The overall process of building an evaluation pipeline looks like this:
Select Your Dataset: Choose or upload datasets to serve as the basis for your evaluations, whether for scoring, regression testing, or bulk job processing.
Build Your Pipeline: Start by visually constructing your evaluation pipeline, defining each step from input data processing to final evaluation.
Run Evaluations: Execute your pipeline, observe the results in a spreadsheet-like interface, and make informed decisions based on comprehensive metrics and scores.

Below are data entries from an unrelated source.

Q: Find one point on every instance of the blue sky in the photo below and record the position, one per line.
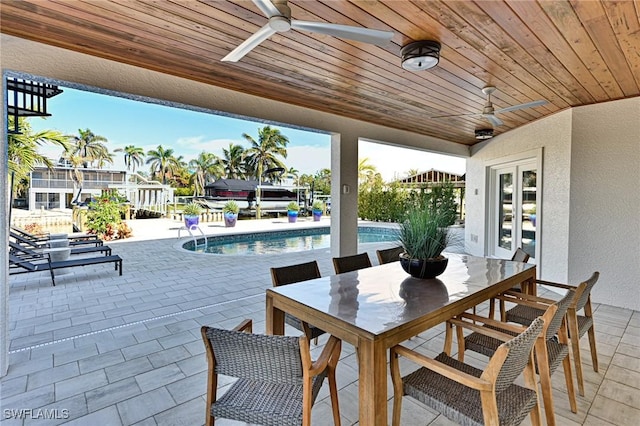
(126, 122)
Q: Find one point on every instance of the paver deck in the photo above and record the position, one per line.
(120, 350)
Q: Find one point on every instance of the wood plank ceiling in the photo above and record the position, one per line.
(570, 53)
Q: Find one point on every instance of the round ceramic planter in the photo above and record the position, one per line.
(423, 268)
(230, 219)
(292, 215)
(190, 221)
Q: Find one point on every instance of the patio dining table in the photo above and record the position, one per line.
(379, 307)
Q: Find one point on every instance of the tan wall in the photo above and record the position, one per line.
(590, 196)
(604, 231)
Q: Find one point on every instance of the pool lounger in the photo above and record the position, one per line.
(35, 263)
(18, 248)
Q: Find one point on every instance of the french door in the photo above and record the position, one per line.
(515, 218)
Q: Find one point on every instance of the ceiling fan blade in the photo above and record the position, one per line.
(365, 35)
(246, 46)
(267, 8)
(523, 106)
(454, 115)
(495, 121)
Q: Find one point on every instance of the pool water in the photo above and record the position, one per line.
(282, 241)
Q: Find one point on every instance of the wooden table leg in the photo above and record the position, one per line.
(372, 385)
(275, 318)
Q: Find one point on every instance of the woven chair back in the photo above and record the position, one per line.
(519, 354)
(351, 263)
(389, 255)
(295, 273)
(556, 322)
(274, 359)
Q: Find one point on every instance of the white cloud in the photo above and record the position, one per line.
(393, 162)
(308, 159)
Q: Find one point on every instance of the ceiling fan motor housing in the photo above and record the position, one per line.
(483, 134)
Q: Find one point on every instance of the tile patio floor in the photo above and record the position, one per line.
(103, 349)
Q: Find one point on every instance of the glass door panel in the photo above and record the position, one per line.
(505, 210)
(515, 218)
(529, 210)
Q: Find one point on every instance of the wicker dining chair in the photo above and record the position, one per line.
(389, 255)
(470, 396)
(351, 263)
(277, 382)
(578, 324)
(292, 274)
(556, 342)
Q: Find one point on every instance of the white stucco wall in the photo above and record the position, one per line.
(553, 136)
(590, 196)
(604, 231)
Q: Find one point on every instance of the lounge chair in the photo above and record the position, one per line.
(19, 264)
(25, 247)
(73, 239)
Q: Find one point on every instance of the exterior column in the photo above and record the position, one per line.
(4, 237)
(344, 194)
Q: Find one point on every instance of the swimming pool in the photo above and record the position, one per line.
(276, 242)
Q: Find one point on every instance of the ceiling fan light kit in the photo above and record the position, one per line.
(484, 134)
(420, 55)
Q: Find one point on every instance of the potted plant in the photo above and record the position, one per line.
(292, 211)
(424, 234)
(191, 213)
(230, 213)
(317, 208)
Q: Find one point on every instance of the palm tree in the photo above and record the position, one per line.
(233, 161)
(205, 167)
(412, 172)
(23, 152)
(263, 154)
(76, 175)
(162, 162)
(133, 156)
(365, 170)
(90, 148)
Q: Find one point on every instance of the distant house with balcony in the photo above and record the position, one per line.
(54, 189)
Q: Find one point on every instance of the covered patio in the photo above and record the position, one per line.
(581, 57)
(127, 350)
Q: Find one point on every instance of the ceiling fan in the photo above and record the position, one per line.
(489, 113)
(279, 15)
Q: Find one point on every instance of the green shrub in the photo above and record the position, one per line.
(231, 206)
(424, 233)
(104, 216)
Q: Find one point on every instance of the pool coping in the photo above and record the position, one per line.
(387, 228)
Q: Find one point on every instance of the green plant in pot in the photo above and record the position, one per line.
(292, 211)
(424, 234)
(230, 213)
(317, 208)
(191, 213)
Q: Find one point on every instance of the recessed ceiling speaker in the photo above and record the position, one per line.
(483, 134)
(420, 55)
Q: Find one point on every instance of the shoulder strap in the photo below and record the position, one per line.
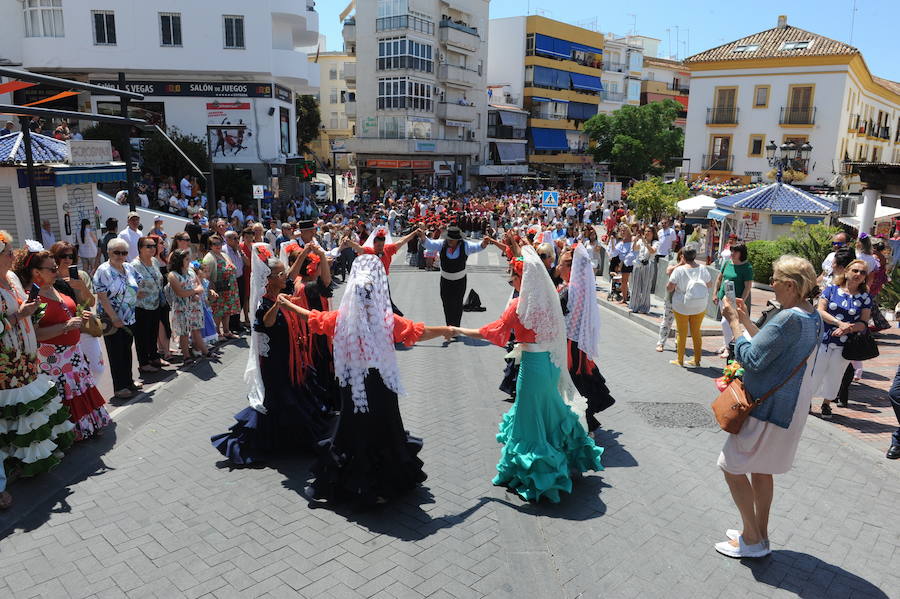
(796, 368)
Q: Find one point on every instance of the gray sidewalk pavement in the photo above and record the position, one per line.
(151, 510)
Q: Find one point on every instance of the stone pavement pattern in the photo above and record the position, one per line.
(158, 514)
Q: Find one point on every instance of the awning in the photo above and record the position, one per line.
(549, 139)
(586, 82)
(511, 152)
(718, 214)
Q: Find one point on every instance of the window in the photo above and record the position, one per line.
(403, 53)
(234, 31)
(104, 27)
(757, 145)
(170, 28)
(44, 18)
(761, 96)
(795, 45)
(404, 92)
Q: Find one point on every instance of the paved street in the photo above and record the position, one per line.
(151, 510)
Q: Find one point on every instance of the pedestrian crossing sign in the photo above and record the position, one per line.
(550, 199)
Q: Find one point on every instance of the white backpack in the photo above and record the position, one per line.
(696, 288)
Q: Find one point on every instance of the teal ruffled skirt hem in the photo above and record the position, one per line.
(543, 440)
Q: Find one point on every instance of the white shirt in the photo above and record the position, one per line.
(132, 238)
(666, 239)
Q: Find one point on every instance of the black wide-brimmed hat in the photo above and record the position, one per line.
(454, 232)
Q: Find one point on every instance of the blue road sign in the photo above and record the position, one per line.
(550, 199)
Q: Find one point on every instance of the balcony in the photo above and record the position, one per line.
(456, 75)
(454, 111)
(726, 115)
(803, 115)
(349, 32)
(350, 74)
(459, 37)
(713, 162)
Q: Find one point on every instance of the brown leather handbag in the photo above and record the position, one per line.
(733, 405)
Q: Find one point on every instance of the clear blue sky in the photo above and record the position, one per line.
(706, 23)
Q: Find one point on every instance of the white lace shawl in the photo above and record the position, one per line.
(583, 319)
(364, 336)
(539, 310)
(259, 342)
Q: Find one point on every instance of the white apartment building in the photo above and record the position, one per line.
(197, 64)
(419, 78)
(788, 85)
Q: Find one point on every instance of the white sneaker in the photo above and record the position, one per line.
(733, 534)
(742, 550)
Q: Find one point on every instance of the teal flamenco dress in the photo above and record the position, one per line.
(543, 440)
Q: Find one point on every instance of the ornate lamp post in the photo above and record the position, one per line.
(789, 156)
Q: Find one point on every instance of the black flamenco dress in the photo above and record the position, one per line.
(294, 420)
(586, 376)
(313, 295)
(371, 456)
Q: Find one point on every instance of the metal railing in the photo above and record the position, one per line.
(714, 162)
(722, 115)
(797, 115)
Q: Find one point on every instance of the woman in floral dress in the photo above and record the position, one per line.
(59, 352)
(224, 282)
(187, 311)
(34, 424)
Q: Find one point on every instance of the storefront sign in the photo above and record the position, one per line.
(408, 164)
(283, 94)
(89, 151)
(219, 89)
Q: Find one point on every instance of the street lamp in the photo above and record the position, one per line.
(790, 156)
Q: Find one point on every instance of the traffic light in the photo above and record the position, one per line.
(306, 170)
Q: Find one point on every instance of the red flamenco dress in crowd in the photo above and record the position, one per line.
(62, 359)
(371, 457)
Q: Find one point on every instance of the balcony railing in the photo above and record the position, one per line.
(802, 115)
(712, 162)
(721, 116)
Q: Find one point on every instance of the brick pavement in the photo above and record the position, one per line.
(869, 415)
(150, 510)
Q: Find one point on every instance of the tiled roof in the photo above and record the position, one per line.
(770, 42)
(778, 197)
(43, 148)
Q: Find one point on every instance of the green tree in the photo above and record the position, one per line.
(638, 140)
(308, 122)
(653, 199)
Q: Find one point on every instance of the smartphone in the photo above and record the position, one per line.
(729, 292)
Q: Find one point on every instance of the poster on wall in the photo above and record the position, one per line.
(230, 145)
(284, 127)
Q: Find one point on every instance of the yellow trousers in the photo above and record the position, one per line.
(693, 321)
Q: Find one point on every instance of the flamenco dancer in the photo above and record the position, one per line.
(312, 290)
(578, 298)
(283, 416)
(543, 441)
(371, 457)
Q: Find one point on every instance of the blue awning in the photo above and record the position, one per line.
(549, 139)
(586, 82)
(778, 219)
(718, 214)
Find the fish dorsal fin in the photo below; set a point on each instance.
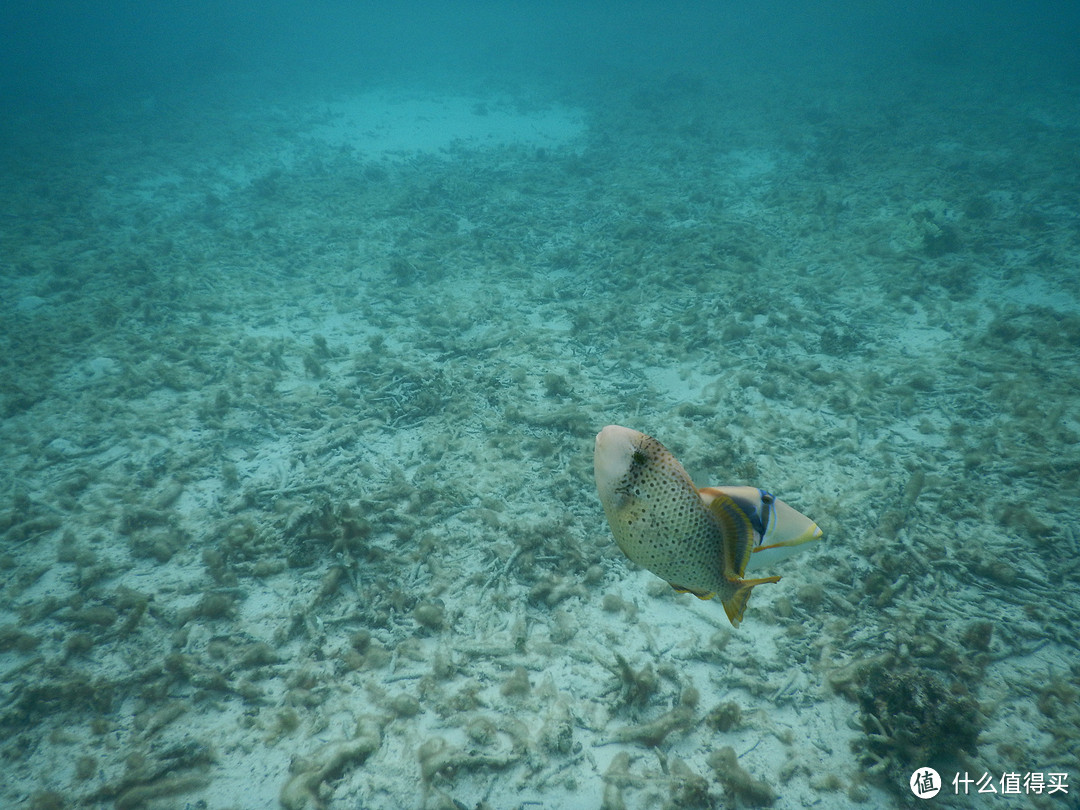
(738, 535)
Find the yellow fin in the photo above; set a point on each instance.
(736, 605)
(738, 536)
(700, 594)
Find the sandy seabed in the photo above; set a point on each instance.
(298, 404)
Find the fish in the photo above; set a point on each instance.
(700, 541)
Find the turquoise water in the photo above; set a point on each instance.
(309, 318)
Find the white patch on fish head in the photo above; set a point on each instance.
(612, 456)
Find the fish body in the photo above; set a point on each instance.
(699, 541)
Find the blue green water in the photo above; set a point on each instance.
(310, 312)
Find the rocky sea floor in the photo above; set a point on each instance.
(297, 502)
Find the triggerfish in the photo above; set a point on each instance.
(701, 541)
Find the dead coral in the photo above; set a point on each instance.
(910, 718)
(739, 782)
(328, 761)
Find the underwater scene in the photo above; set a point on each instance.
(539, 406)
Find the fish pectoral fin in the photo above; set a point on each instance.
(699, 594)
(736, 605)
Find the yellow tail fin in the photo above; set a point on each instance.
(736, 604)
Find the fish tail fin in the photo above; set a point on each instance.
(736, 604)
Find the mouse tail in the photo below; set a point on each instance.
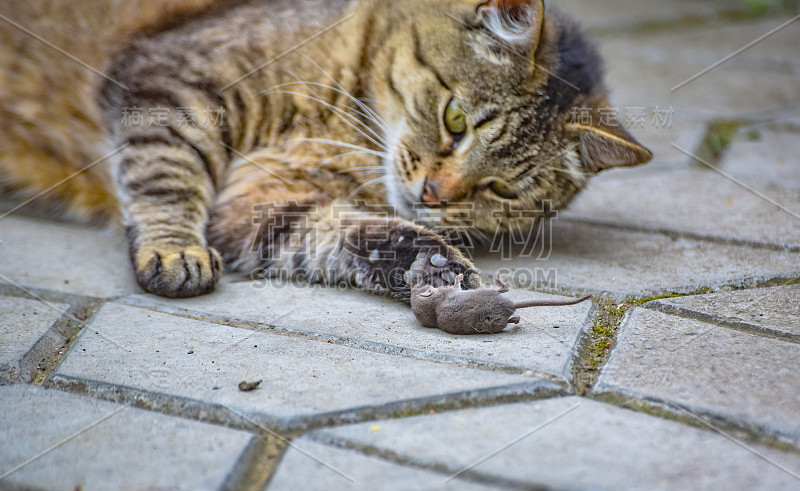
(550, 303)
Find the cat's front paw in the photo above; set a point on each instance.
(442, 267)
(177, 273)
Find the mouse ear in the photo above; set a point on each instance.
(427, 292)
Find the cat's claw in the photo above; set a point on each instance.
(178, 273)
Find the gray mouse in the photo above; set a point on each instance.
(480, 311)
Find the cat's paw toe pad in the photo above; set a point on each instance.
(178, 273)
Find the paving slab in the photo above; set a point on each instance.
(766, 157)
(311, 466)
(304, 381)
(572, 443)
(23, 322)
(64, 257)
(771, 310)
(55, 440)
(695, 201)
(545, 340)
(749, 380)
(624, 264)
(698, 200)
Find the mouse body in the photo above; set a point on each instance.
(481, 311)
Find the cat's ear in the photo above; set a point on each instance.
(517, 22)
(606, 147)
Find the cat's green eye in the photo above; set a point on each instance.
(454, 118)
(501, 189)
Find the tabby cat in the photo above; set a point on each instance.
(326, 140)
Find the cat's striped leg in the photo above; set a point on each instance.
(318, 240)
(165, 191)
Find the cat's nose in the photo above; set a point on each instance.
(430, 194)
(441, 189)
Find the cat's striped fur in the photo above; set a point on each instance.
(296, 137)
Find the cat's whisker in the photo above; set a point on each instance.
(372, 168)
(370, 115)
(368, 183)
(338, 143)
(382, 123)
(339, 112)
(339, 156)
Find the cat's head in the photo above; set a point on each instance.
(479, 101)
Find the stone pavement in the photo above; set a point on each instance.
(682, 373)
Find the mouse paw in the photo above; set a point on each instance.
(442, 268)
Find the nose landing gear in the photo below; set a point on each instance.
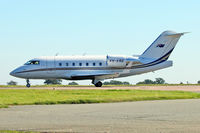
(97, 83)
(27, 83)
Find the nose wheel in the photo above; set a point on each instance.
(98, 84)
(27, 83)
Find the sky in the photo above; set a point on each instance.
(33, 28)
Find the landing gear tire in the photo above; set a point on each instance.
(98, 84)
(27, 83)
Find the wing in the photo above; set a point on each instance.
(94, 75)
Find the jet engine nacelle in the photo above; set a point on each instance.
(122, 62)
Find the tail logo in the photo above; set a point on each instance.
(160, 45)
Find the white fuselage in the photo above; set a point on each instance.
(70, 67)
(98, 68)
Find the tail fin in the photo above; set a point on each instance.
(163, 45)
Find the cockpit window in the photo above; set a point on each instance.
(32, 62)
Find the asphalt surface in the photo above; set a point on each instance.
(169, 116)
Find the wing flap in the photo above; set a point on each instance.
(95, 76)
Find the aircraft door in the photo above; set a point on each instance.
(50, 65)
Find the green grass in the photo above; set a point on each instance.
(9, 131)
(10, 86)
(43, 96)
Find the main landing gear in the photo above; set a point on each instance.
(27, 83)
(97, 83)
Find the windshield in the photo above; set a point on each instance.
(32, 62)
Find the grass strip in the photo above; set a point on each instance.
(44, 96)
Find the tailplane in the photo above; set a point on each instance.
(162, 46)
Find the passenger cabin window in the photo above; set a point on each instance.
(33, 62)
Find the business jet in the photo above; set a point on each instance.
(99, 68)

Initiate a Batch Run: Start by creating a new batch run, which requires specifying a name and selecting a dataset.
Dataset Selection: Upload a CSV/JSON dataset, or create a dataset from historical data using filters like time range, prompt template logs, scores, and metadata. Learn more here.
You now have a pipeline. Preview mode allows you to iterate with live feedback, allowing for adjustments in real-time.
Click ‘Add Step’ to start building your pipeline, with each column representing a step in the evaluation process.Steps execute in order left to right. That means that if a column depends on a previous column, make sure it appears to the right of the dependency.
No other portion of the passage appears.